青い猫の花嫁

「どういう意味?」


ソファに背中を預けながら、松田君は含み笑いを零す。


「それは、立花が自分で確認してください」

「ええ?」

「俺はそこまでお人好しじゃないんで」



……。松田君、イジワル。

ジトーッと睨むと、あたしは意を決して立ち上がった。

気になるなら、ちゃんと聞かないと!


えっと、トワ……どこに行ったのかな。
自分の部屋、とかかな。

おじいさんに聞いて……。


ヒョコっとキッチンを覗くと、そこには真っ赤なお肉がテーブルに転がっていた。


「……」


わ、でっかい。
これがさっき言ってた、イノシシのお肉……。

あまりの大きさに感心していると、お肉の向こう側からおじいさんが顔を覗かせた。


「ああ、真子ちゃん。
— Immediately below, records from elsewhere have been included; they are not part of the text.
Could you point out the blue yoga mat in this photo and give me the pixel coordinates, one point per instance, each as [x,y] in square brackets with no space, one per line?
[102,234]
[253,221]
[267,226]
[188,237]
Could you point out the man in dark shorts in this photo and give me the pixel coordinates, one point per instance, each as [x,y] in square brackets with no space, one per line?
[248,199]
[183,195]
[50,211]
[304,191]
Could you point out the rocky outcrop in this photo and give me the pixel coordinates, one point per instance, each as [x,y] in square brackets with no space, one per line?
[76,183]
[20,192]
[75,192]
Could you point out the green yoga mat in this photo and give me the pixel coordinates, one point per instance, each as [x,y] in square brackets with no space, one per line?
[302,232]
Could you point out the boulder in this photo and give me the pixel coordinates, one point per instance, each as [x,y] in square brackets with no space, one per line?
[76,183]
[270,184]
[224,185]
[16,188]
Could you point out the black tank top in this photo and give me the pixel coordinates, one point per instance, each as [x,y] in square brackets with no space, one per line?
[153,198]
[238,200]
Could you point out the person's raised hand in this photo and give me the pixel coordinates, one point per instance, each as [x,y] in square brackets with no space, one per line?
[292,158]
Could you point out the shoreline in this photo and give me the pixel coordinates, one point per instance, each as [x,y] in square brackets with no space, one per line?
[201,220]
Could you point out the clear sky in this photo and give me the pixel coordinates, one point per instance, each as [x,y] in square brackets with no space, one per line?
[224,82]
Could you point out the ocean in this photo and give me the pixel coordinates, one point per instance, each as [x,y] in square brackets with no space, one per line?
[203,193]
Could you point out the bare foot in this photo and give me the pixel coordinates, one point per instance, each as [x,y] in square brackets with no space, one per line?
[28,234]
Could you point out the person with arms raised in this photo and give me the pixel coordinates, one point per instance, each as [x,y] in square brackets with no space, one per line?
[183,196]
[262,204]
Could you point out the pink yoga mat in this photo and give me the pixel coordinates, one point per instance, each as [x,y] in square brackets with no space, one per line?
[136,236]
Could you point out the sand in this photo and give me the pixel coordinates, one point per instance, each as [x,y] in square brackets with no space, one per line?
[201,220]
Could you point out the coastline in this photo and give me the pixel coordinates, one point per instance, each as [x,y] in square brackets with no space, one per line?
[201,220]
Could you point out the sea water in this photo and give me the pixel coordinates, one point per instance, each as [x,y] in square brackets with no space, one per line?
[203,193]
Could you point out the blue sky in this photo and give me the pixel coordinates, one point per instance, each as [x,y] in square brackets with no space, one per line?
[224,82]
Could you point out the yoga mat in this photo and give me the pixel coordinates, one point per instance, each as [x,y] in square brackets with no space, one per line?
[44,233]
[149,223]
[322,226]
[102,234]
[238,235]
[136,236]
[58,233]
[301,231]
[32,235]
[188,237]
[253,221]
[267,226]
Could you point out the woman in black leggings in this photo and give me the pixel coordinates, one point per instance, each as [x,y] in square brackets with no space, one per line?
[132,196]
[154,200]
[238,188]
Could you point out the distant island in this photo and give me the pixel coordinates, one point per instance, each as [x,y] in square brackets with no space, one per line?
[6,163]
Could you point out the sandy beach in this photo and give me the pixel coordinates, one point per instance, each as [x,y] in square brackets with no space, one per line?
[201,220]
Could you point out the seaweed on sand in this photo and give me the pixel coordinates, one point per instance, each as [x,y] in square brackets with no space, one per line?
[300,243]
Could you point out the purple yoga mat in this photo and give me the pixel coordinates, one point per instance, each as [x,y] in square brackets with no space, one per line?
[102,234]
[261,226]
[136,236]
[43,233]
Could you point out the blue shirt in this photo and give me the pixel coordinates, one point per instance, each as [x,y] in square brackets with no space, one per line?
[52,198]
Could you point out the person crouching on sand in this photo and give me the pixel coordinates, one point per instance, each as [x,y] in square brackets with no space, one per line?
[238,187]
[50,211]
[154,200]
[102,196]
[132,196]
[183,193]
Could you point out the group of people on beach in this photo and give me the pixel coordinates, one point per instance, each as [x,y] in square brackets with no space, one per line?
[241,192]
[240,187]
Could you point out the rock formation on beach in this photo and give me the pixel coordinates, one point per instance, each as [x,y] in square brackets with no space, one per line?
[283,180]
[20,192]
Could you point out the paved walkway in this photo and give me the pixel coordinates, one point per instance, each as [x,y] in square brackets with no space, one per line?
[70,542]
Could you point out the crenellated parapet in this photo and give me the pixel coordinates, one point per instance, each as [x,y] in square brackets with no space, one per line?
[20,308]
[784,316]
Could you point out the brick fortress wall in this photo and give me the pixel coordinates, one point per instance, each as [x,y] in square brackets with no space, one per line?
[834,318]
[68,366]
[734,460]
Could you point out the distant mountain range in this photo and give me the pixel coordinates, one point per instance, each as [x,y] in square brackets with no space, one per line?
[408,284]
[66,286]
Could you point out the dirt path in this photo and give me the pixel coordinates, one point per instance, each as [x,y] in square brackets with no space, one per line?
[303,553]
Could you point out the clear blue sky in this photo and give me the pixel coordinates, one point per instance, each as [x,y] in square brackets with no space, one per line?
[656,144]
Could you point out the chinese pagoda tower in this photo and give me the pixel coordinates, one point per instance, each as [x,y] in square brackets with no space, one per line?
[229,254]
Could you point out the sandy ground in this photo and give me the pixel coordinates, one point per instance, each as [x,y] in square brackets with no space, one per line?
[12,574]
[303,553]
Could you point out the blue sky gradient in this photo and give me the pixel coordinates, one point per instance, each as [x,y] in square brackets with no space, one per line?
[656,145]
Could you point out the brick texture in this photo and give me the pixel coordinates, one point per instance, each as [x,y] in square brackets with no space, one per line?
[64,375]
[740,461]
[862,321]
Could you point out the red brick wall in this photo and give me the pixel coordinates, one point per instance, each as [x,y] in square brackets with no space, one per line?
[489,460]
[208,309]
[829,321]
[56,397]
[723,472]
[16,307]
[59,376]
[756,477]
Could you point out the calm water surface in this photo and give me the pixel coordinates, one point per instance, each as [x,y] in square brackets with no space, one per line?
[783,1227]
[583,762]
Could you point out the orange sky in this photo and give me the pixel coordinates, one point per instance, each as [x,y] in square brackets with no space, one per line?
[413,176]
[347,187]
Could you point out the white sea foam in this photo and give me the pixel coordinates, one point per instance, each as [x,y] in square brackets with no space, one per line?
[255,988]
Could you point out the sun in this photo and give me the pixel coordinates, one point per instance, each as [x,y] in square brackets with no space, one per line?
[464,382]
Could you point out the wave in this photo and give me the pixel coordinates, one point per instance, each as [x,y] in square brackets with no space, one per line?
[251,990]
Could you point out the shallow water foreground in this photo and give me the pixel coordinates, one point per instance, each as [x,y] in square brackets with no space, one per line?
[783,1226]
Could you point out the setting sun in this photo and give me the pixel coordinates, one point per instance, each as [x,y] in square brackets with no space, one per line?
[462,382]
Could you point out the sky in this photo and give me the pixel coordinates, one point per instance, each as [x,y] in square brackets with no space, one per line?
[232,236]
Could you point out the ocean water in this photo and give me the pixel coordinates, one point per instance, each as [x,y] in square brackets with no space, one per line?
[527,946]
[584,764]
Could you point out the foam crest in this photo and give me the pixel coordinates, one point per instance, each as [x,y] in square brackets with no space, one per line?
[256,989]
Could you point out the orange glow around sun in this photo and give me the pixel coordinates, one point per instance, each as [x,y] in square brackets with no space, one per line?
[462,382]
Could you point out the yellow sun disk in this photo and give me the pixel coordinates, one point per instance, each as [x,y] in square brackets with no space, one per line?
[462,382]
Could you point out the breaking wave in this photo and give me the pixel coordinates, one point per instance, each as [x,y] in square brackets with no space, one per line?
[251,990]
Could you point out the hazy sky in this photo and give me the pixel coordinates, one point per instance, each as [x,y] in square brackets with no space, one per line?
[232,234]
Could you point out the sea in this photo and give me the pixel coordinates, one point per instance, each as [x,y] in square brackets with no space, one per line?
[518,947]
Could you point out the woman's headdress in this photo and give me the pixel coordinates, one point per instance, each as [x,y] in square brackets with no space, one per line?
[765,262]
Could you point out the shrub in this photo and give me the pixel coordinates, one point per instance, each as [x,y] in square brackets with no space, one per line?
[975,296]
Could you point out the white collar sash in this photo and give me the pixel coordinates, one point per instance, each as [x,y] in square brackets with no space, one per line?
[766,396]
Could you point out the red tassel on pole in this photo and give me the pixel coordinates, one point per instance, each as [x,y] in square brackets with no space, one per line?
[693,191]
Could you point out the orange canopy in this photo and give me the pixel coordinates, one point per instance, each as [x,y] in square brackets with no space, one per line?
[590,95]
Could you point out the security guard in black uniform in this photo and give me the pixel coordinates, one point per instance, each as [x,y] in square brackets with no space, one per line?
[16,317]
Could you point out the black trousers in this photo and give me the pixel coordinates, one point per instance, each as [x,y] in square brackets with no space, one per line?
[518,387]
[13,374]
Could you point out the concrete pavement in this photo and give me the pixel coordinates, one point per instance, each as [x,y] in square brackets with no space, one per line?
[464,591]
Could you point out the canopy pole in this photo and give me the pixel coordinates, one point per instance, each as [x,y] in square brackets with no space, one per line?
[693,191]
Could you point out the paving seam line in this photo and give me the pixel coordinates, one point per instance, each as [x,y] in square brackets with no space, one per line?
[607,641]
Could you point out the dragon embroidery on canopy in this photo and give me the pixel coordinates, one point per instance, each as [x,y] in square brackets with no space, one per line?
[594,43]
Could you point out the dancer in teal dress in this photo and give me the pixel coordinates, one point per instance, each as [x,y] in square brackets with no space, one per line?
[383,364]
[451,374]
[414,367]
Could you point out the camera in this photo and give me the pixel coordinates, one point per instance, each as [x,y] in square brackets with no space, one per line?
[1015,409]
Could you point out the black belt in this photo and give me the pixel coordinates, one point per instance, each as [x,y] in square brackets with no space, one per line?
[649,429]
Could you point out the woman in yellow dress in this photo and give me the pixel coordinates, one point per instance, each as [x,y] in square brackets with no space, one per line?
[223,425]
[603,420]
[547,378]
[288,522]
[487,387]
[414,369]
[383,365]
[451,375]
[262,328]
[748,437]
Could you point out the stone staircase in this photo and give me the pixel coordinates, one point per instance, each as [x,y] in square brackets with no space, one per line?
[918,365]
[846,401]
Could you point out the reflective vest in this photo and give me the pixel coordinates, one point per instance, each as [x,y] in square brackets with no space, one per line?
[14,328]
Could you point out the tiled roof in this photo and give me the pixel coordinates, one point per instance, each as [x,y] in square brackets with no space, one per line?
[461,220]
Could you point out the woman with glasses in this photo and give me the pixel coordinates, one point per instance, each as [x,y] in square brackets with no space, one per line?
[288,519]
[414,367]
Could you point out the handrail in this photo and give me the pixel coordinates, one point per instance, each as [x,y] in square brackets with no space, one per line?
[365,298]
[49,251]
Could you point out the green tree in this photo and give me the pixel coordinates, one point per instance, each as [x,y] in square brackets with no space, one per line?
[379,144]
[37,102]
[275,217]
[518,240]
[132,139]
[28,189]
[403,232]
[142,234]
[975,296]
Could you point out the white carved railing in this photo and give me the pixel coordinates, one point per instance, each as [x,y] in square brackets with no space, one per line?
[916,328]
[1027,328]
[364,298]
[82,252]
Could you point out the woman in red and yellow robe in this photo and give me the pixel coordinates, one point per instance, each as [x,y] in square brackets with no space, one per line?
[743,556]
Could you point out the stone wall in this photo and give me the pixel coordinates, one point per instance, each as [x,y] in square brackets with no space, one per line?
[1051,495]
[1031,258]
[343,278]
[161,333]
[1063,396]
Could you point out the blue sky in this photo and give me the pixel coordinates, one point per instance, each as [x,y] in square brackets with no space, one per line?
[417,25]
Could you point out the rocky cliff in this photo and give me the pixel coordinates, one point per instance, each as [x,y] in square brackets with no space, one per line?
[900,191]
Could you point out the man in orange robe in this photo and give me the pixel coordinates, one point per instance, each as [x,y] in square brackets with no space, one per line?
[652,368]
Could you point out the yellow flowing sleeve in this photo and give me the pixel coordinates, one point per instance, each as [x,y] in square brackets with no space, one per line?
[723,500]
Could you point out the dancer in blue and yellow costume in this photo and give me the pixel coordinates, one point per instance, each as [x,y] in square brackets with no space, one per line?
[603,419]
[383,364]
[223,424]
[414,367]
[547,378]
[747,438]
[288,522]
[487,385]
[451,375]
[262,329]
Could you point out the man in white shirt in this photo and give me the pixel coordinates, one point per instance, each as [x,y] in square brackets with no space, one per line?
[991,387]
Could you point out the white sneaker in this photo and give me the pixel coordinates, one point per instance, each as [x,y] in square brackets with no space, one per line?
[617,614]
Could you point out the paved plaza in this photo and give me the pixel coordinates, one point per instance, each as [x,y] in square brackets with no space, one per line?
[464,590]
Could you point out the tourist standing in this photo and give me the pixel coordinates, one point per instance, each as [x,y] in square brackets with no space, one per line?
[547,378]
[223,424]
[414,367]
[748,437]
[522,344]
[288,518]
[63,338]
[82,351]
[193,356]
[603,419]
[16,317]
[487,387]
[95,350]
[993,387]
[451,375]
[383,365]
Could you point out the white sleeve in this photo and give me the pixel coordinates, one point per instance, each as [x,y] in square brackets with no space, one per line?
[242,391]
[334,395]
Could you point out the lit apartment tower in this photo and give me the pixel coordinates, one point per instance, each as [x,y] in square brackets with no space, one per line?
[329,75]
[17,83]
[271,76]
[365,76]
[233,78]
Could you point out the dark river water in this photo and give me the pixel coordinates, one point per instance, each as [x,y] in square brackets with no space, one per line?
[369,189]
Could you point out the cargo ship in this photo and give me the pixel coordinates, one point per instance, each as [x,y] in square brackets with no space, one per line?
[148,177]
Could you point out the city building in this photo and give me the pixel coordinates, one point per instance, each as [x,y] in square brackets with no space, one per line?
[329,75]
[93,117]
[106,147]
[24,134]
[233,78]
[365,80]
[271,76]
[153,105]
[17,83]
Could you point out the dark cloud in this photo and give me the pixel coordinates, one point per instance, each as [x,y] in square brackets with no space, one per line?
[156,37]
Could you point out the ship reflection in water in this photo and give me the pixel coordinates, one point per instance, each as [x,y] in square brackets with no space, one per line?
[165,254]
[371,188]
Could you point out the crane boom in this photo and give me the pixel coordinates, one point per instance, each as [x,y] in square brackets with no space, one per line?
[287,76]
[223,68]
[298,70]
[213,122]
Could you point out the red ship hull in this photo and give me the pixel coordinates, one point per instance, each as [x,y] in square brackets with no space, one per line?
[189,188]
ちょうどよかった。こっちこっち」

「えっ、あ、はい!」


にこやかに手招きされて、慌てて駆け寄った。


「ちょっと手伝ってくれるかな?ワシひとりだと間に合いそうにない」

「はい」


コクリと頷いて、ハッとした。

あ、そうだ。トワは……。


「トワなら、大丈夫だよ」

「え?」


真っ赤なお肉に包丁を入れるおじいさん。
あたしの言葉が分かったようにそう言ったから、思わず目を見張った。